Breach, Threat Management, Data Security

Identity fraud ring busted in New York

Members of an alleged fraud ring have been arraigned in New York, charged with stealing identities and obtaining $22 million of wireless phone equipment and services.

The eight-member ring stands accused of extracting customer information from the AT&T POS.com and T-Mobile iCAM databases using dealer access codes, according to a federal indictment unsealed Wednesday in Brooklyn, N.Y. federal court. The defendants were charged with conspiracy to commit mail fraud and wire fraud.
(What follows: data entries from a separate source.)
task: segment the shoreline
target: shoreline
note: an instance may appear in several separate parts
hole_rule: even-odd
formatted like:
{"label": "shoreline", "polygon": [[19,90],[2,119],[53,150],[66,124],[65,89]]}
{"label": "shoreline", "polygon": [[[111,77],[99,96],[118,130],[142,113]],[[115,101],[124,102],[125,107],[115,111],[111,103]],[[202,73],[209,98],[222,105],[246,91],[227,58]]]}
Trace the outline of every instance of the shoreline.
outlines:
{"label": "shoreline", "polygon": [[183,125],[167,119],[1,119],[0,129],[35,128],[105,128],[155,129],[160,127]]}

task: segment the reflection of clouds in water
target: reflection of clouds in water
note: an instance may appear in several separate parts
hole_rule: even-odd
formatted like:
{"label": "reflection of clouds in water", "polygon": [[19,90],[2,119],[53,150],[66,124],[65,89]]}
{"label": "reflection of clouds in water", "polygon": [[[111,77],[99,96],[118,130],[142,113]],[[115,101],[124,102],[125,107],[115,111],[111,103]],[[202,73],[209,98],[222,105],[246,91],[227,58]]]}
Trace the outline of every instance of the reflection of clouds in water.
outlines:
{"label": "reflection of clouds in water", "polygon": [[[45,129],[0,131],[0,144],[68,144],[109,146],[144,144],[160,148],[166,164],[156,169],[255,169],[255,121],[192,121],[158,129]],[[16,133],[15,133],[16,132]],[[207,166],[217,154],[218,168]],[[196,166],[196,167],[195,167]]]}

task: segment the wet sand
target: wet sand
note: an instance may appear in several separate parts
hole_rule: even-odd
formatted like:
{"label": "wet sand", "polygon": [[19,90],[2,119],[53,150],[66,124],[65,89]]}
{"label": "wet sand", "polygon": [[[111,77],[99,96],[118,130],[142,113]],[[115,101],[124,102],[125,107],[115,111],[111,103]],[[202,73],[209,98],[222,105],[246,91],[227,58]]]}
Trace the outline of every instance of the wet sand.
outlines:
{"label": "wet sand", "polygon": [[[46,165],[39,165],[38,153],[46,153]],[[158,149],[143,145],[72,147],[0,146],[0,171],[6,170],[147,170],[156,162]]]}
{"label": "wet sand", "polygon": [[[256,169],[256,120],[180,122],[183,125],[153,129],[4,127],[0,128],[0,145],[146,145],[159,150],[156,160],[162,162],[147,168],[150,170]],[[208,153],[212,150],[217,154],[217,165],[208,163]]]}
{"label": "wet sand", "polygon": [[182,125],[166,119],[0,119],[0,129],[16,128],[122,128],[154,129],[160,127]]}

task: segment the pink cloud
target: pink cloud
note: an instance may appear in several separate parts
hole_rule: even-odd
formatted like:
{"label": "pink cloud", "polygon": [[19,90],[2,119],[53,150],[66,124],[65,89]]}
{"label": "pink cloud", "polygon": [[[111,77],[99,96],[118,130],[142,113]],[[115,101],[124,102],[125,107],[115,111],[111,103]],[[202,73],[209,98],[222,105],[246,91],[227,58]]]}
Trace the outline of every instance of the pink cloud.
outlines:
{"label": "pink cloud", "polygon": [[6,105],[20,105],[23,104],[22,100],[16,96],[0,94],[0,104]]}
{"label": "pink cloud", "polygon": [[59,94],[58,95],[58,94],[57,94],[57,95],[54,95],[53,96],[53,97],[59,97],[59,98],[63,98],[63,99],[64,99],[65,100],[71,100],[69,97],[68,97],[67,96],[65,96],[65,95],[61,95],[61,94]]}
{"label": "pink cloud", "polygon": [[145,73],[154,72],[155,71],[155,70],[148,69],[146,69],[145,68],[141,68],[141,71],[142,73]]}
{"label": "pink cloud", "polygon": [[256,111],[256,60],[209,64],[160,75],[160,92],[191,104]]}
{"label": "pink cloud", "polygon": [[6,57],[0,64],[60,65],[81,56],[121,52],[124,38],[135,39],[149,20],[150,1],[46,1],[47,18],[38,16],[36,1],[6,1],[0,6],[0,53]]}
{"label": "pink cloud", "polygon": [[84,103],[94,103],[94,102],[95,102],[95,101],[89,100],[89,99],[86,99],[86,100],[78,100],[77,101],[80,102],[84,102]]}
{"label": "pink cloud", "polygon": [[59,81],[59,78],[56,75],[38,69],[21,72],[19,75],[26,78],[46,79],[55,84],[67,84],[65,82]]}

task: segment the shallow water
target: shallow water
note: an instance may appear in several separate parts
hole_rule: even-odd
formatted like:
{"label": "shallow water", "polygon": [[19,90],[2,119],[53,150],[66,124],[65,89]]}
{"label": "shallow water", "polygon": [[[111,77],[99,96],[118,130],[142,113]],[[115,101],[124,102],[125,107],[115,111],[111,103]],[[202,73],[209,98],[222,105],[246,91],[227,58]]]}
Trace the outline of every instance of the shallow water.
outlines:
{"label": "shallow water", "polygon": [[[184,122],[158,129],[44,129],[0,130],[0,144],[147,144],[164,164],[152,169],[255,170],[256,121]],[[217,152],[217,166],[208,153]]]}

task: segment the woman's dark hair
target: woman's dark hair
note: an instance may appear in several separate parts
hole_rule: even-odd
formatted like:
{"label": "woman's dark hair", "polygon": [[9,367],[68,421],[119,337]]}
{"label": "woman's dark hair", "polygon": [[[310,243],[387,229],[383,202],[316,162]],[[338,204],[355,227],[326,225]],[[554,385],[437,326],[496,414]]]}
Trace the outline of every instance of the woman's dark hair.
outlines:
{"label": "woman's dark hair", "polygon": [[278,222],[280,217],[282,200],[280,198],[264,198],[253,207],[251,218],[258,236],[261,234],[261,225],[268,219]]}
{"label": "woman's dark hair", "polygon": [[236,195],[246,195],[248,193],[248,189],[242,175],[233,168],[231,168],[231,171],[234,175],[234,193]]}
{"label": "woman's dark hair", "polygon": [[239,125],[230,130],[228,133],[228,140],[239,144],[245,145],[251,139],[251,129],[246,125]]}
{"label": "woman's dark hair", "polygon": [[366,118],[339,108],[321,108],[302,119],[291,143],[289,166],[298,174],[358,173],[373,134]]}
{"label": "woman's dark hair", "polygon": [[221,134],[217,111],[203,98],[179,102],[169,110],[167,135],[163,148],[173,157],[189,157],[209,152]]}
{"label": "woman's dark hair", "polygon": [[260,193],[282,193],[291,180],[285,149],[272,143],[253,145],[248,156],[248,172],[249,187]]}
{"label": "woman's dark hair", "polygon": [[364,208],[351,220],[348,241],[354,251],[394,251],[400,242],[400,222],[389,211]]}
Three of the accused – Gabe Beizem, 34; Marsha Montayne, 28; and Rohan Stewart, 34 – also were charged with aggravated identity theft.

Beizem and Stewart owned mobile phone dealerships in New York and Florida and were able to siphon customers' names and addresses from the databases, using the information to file false claims to replace “lost” or “stolen” cellphones, according to the indictment.

When AT&T and T-Mobile shipped the replacements, FedEx and DHL drivers who had been recruited for the scams scanned the packages into their computerized tracking systems as “delivered,” though they actually diverted the packages to the conspirators.

During a four-year period, the defendants sold the devices to unsuspecting customers, and when charges were billed to existing AT&T and T-Mobile accounts, the companies just wrote them off, according to the indictment. The losses absorbed included the cost of the devices, insurance payments, shipping costs, along with wireless service and other calling charges.

“Identity theft can ruin customers' credit and seriously disrupt their lives,” Benton Campbell, U.S. attorney for the Eastern District of New York, said in a statement. “The type of fraud alleged in the indictment strikes at the very heart of our modern digital economy and imposes substantial costs on commercial businesses.”

If convicted of conspiracy to commit mail fraud and wire fraud, the defendants each face maximum sentences of 20 years in prison. Beizem, Stewart and Montayne also face additional mandatory two-year consecutive sentences for aggravated identity theft.